Soudain, les pleurs de Jean-Michel Bissonnet résonnent dans la salle boisée de la cour d’assises. « On vient de tuer ma femme ! Elle est morte ! Il y a du sang partout », hurle-t-il, affolé, au bout du fil, s’adressant au gendarme de permanence de Castelnau-le-Lez. C’était le 11 mars 2008, peu après 22 heures. Il venait de découvrir le corps ensanglanté de son épouse Bernadette.


Hier, la salle s’est figée pendant une dizaine de minutes à l’écoute de cet appel. Dans le box, Jean-Michel Bissonnet se tient courbé, la tête repliée vers les genoux. Il a masqué son visage et posé les mains sur ses oreilles pour ne plus entendre ses propres lamentations. Il relève la tête, parfois laissant apparaître ses yeux rougis par les larmes.

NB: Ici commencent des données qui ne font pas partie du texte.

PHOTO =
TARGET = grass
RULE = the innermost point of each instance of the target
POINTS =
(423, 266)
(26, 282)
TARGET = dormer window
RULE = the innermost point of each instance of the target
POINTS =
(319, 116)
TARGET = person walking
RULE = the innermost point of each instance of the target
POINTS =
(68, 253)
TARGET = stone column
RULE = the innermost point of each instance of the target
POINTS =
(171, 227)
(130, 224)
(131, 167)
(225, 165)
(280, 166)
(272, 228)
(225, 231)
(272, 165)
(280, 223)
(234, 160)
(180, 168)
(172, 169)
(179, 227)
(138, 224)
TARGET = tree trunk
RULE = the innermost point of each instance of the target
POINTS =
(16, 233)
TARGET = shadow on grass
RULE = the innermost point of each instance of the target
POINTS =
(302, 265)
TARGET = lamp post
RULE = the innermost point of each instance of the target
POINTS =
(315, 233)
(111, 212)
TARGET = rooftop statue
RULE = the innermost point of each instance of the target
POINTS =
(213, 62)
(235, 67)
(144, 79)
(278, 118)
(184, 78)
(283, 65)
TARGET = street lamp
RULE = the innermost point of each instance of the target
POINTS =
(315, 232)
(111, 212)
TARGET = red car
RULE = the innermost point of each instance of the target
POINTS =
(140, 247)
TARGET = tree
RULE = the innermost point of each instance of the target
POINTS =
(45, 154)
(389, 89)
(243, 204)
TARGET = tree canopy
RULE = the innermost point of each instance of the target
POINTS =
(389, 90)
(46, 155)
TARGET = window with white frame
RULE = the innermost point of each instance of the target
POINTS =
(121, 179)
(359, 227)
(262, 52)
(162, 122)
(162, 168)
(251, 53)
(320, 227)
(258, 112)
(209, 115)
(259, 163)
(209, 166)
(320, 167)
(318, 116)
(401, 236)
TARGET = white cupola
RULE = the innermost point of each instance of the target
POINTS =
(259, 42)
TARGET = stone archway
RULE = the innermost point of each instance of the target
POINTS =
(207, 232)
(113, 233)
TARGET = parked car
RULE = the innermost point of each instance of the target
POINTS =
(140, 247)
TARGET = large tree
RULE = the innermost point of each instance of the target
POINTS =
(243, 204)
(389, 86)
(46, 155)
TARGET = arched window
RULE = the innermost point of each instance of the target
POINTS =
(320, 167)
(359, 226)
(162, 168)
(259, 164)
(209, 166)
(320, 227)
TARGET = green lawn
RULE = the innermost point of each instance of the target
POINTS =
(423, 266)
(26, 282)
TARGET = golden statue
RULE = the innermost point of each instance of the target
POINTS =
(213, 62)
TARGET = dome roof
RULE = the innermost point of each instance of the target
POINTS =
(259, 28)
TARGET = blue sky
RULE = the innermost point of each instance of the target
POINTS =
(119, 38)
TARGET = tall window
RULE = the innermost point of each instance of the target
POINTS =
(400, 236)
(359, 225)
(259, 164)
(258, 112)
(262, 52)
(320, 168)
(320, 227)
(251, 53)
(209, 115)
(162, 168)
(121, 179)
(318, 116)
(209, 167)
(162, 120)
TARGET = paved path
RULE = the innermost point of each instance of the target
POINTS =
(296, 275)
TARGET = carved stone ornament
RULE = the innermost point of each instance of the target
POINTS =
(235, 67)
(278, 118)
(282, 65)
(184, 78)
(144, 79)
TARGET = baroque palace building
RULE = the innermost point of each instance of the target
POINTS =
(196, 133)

Toute la matinée d’hier, il a été invité par la cour à raconter sa version des faits. Passant du sourire aux sanglots sans larmes, il a parlé de sa vie de « rêve » avec Bernadette, une épouse, « intelligente, compréhensive, dévouée ». Jean-Michel Bissonnet a nié, fidèle à ses déclarations initiales, avoir participé au crime. « J’ai passé mille jours en prison pour rien, sur des accusations fausses, sur une enquête négligée et partiale », s’est-il défendu, calmement.


Pourtant, ces deux coaccusés, qui ont témoigné, mercredi et jeudi, l’ont accablé, en le désignant comme le commanditaire du meurtre. « Elle l’embêtait, il était malheureux, il voulait profiter de sa vie. S’il divorçait, il perdait sa maison », a raconté Méziane Belkacem, 51 ans, catégorique. Le vicomte Amaury d’Harcourt, 85 ans, a lui aussi réitéré ses accusations à l’encontre de son ami de quarante ans. « J’ai pris la décision de demander à Belkacem de commettre le meurtre de ma femme », lui avait confié son « fils spirituel », l’après-midi du crime. Le vieil homme est même allé plus loin. Il a évoqué, pour la première fois, l’hypothèse d’un second plan tendant à faire accuser, en cas d’échec, le laveur de vitres.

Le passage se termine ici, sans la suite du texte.